(ETX Daily Up) – The laid-back fashion that took over during the pandemic is giving way to uninhibited fashion, more carefree and festive than ever. The New York Fashion Week, which ended on September 14, gave pride of place to color, sequins, transparencies and other nude silhouettes, without forgetting to be inspired, again and again, by the inevitable 90s.
Nostalgia when you care … We know that fashion is an eternal new beginning, but since the end of the pandemic a strong trend persists and it is a sign: a strong taste for the 90s. Faced with social, environmental and economic crises, the return to origins, to a certain purity, a form of neglect, it sounds like a necessity, and is reflected first, as often, in the wardrobe. At New York Fashion Week, this materialized in a very light wardrobe, including miniskirts and maxi transparencies, a profusion of sequins and strong colors full of vivacity.
An exasperated sensuality
The fashion trends that leave an indelible mark on our wardrobes. The antinomy seems to be pushed to a climax, yet certain inspirations do not intend to weaken in the months to come. After two seasons, we thought we would see the miniskirt gradually disappear from our closets, but that’s not the case. On the contrary. Updated by Miu Miu two seasons ago the micro skirt intends to acquire even more importance, and lose a few more centimeters, for the spring-summer 2023 season, as seen on the catwalks of Ekhaus Latta, Prabal Gurung, Maisie Wilen, or even LaQuan Fabbro.
But this sensuality, a symbol of emancipation and self-affirmation, is also reflected in a myriad of transparent silhouettes, embellished or not with visible lingerie. High briefs from Jason Wu and Marni, bras as tops from Bevza, Tom Ford and LaQuan Smith, and corseted dresses from Monse … Lightness will undoubtedly be there, for both women and men. , as seen in some houses that have given pride of place to non-binary collections.
New York at the party
In contrast to the gloomy period, fashion will celebrate next summer. Something that will result in particular in a palette usually dedicated to festive moments, such as the end of the year, and not to the summer season, with an emphasis on golden reflections, and sequins and sequins. These are flashy silhouettes, but certainly not a hymn to the 70s disco, as these sparkling colors and details are mostly found on minimalist, no-frills outfits. Tom Ford, Michael Kors and Christian Siriano are among the houses that set the tone for next season.
During the day, bright colors will be the center of attention.

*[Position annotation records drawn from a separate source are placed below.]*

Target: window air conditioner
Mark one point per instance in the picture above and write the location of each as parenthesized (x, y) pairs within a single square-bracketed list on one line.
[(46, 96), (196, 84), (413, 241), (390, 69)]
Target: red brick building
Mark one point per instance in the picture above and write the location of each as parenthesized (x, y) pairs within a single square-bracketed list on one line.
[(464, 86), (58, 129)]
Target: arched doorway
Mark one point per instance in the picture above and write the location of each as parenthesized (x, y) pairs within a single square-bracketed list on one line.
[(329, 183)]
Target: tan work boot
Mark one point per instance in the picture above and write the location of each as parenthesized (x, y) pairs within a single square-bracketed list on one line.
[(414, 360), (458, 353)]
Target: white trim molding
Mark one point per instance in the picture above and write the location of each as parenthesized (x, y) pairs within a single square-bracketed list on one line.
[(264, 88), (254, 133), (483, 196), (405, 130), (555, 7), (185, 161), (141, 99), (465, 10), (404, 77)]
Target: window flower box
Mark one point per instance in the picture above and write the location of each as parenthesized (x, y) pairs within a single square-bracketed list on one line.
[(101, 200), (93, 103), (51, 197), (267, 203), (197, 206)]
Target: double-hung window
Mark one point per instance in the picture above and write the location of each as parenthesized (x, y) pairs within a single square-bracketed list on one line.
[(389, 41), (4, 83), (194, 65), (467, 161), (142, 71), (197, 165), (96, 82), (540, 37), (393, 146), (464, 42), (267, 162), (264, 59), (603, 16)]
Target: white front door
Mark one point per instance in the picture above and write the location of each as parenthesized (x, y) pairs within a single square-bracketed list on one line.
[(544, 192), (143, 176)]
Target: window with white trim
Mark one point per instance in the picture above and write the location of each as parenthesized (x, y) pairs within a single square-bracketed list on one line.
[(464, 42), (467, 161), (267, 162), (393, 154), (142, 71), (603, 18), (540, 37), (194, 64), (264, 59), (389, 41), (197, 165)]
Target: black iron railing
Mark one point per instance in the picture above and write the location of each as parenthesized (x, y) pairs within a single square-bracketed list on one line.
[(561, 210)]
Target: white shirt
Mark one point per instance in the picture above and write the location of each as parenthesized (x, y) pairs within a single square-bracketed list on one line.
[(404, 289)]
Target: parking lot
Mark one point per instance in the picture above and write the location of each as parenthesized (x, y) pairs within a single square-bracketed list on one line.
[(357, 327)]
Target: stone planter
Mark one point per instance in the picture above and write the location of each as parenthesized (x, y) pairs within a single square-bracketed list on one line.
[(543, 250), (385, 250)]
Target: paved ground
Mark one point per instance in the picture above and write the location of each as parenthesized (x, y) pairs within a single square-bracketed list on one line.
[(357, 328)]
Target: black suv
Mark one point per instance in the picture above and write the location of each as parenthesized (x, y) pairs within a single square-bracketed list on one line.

Pink, which has garnered unanimous support this season, will receive a response from electric shades of orange. It is clearly the shadow that has dominated the celebrations in the Big Apple at the fashion shows, through monochromatic looks most of the time, as seen at Marni, Eckhaus Latta and LaQuan Smith, during this Fashion Week.
Typical codes of the nineties
As we have seen, the designers once again drew inspiration from the 90s to draw the contours of the women’s wardrobe for spring-summer 2023. An influence that was reflected on the catwalks by the presence – more and more times – of waist trousers low, most often associated with bras or crop tops, dynamic and refined silhouettes and layering games. The houses Tibi e Tory Burch will not have escaped this throwback to the 90s.